Department of Clinical Psychology and Psychotherapy, University of Bern, Hochschulstrasse 6, 3012, Bern, Switzerland.
Health Econ Rev. 2019 Jun 7;9(1):16. doi: 10.1186/s13561-019-0233-y.
Depression often remains undiagnosed or treated inadequately. Web-based interventions for depression may improve accessibility of treatment and reduce disease-related costs. This study aimed to examine the potential of the web-based cognitive behavioral intervention "deprexis" in reducing disease-related costs.

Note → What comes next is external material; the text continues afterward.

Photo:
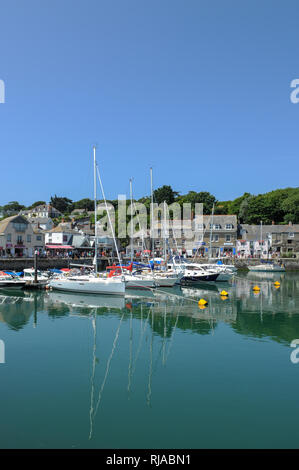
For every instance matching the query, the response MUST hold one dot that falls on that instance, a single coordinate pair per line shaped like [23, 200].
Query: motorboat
[267, 267]
[29, 276]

Participants with mild to moderate depressive symptoms were recruited and randomized to either a 12-week web-based intervention (deprexis) in addition to care as usual (intervention group) or care as usual (control group). Outcome measures were health-related resource use, use of medication and incapacity to work as well as relating direct health care costs. Outcomes were assessed on patients' self-report at baseline, three months and six months.
A total of 1013 participants were randomized. In both groups total direct health care costs decreased during the study period, but changes from baseline did not significantly differ between study groups. Numeric differences between study groups existed in outpatient treatment costs. They could be attributed to differences in changes of costs for psychotherapeutic treatment from baseline. Whereas costs for psychotherapeutic treatment decreased in the intervention group, costs increased in the control group (- 16.8% (€80) vs. + 14.7% (€60)) (t = 2.57; p = 0.008).
The study indicates the health economic potential of innovative e-mental-health programs. There is evidence to suggest that the use of deprexis over a period of 12 weeks leads to a decrease in outpatient treatment cost, especially in those related to different types of psychotherapeutic treatment.
抑郁症常常未被诊断或治疗不充分。基于网络的抑郁症干预措施可能会提高治疗的可及性并降低疾病相关成本。本研究旨在探讨基于网络的认知行为干预“deprexis”在降低疾病相关成本方面的潜力。
招募有轻度至中度抑郁症状的参与者,并将其随机分为两组,一组除接受常规护理外还接受为期12周的基于网络的干预(干预组),另一组仅接受常规护理(对照组)。结果指标包括与健康相关的资源使用、药物使用、工作能力丧失情况以及直接医疗保健成本。在基线、三个月和六个月时通过患者自我报告评估结果。
共有1013名参与者被随机分组。在研究期间,两组的直接医疗保健总成本均有所下降,但研究组之间与基线相比的变化无显著差异。研究组之间在门诊治疗成本上存在数值差异。这可归因于心理治疗成本相对于基线的变化差异。干预组的心理治疗成本下降,而对照组的成本上升(-16.8%(80欧元)对+14.7%(60欧元))(t = 2.57;p = 0.008)。
该研究表明了创新性电子心理健康项目的健康经济潜力。有证据表明,在12周的时间内使用deprexis可降低门诊治疗成本,尤其是与不同类型心理治疗相关的成本。